Shenzhen, mainland China’s hottest property market last year, has seen an 80 percent decline in home sales due to the coronavirus epidemic, according to Hong Kong brokerage Midland Realty.

Shenzen, commonly referred to as  «China’s Silicon Valley», reported only 1,667 sales of lived-in homes last month, compared to 7,499 units and 10,000 units sold in January and December respectively, the brokerage’s research unit said.

«We expected that the policies favoring Shenzhen would lead to robust sales until April this year. But this has stopped abruptly because of the coronavirus [outbreak], and it is hard to see when the market will bottom out,» said Fion He, director of Midland Realty’s research unit.

Buyers From Hong Kong Dipped

The technology hub reported a boom in home sales after Beijing earmarked it in August last year as a new special economic zone. The total number of transactions rose by 30 percent between August and December, as buyers and investors betted on its future prospects.
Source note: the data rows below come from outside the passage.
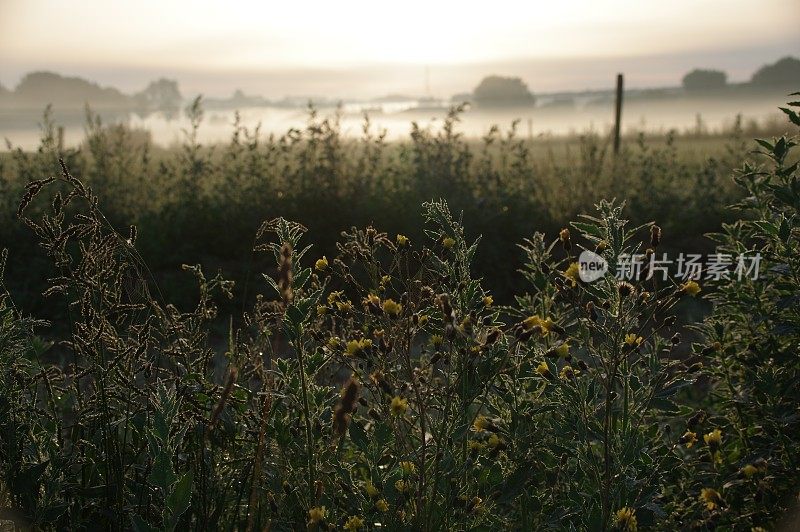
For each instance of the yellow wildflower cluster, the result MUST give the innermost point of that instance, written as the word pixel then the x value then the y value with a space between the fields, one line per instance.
pixel 711 498
pixel 626 519
pixel 357 347
pixel 392 308
pixel 354 523
pixel 398 406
Since January, developers have had to shut their sales centers.

Home purchases by Hongkongers in Shenzhen were also minimal. «Less than 10 units were sold to Hong Kong buyers in February, as it is too troublesome for them to cross the border,» said Ma Qiaodong, a Shenzhen homeowner, who was quoted in «South China Morning Post»

Earmarked By Beijing

Buyers from the special administrative region doubled their purchases in the second half of last year, especially after Beijing cut red tape for homebuyers from Hong Kong and Macau in November, according to Midland Realty. 

Meanwhile, market observers do not expect the same buzz in Shenzhen or other mainland Chinese cities when the countrywide lockdown eventually lifts. «The overexcitement has passed. Buyers who rushed to get properties before they got too expensive will now like to wait,» said Yan Yuejin, director of property research and data provider E-house China R&D Institute.